Living daily without Julie.

I have been called back from work for over a year. I have not been writing, only thinking about writing. Many great things have happened since Julies passing, in my family. Last week my oldest Son Andrew has his first college Concert,playing the Tuba. Julie loved the band and Music. I so wanted her next to me as he played his first concert.

I am dealing with Julie's loss one day at a time. Julie would talk to me and listen to my thoughts and dreams. She would tell me that I am the greatest brother in the world. I know if anybody reads this, they have lost someone like Julie. I write this to be closer to her, she lived off words thoughts and dreams.

I have this hole in my heart, since she is gone.
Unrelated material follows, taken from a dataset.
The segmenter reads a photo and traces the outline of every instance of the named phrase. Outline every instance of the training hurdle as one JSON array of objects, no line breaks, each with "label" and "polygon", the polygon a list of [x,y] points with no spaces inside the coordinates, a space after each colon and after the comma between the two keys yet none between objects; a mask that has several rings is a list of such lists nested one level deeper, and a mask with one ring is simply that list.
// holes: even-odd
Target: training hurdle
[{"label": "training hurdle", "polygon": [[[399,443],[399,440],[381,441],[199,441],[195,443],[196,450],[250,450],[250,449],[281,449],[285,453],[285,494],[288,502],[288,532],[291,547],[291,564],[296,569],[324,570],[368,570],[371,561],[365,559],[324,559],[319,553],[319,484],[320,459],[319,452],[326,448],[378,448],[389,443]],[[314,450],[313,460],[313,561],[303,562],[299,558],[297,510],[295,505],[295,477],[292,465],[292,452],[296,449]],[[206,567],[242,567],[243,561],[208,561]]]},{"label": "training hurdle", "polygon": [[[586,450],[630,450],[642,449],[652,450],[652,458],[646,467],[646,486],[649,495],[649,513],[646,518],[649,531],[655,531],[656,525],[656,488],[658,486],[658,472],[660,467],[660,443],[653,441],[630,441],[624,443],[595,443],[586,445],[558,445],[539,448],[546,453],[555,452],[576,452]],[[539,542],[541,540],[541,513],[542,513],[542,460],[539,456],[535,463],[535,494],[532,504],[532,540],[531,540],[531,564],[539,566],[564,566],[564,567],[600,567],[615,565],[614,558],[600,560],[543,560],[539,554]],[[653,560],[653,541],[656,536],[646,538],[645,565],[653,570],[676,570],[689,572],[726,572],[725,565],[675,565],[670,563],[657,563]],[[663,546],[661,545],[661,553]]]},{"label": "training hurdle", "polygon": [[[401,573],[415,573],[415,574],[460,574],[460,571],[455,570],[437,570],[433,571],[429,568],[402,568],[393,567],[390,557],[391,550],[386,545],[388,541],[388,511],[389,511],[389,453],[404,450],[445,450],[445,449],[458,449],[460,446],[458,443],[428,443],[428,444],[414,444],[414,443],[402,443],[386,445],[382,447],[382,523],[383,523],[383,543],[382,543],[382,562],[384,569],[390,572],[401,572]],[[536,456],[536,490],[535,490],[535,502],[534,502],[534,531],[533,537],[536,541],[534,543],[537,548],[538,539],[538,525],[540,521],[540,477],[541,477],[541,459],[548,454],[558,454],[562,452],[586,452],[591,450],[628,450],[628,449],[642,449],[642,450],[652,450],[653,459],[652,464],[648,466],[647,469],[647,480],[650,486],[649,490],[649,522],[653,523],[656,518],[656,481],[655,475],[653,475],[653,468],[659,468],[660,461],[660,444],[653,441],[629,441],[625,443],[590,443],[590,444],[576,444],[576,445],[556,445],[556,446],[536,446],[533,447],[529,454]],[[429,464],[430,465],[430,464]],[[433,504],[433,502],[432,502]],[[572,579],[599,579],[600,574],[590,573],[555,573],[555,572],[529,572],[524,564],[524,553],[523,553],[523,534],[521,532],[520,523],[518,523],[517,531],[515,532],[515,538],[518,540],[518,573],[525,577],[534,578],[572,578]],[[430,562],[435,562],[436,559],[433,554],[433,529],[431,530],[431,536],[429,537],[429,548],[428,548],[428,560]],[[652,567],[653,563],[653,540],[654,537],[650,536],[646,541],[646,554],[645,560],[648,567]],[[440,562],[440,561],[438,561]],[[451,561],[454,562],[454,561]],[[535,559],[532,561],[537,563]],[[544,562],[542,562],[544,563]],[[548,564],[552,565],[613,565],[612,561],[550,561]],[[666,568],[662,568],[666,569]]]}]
I try to fill it up with food, Church, family,etc... The draft chills my whole body, I ache for her voice, hugs and punches. The only way I can soothe the wounds is with words. I know she with me, I just have to look for her.

We saved Julie's book collection last year. The rotten smell of mold wetness and death finally left them, after sitting in my garage. I came across some money and had a beautiful bookcase made in my basement. I could of got new floors, or took a vacation, but I needed to take care of the only thing I have of her. Next to me as I type these words are her books. Julie has a Edward Lear collection, a Russian Folklore collection and poetry. I know she worked so hard to collect these books,obsessively. Some of them have yellow post it notes, with her dust on them.

I am losing the battle some days, today I feel closer to her spirit as I type. While I work at the factory on third shift, I hear radios, humming lights and blowers. I will feel a chill in my chest, and weep for Julie. This happens every day, for about thirty seconds, and then I go back to work. I have been blessed with a good job, family, and having Julie in my life.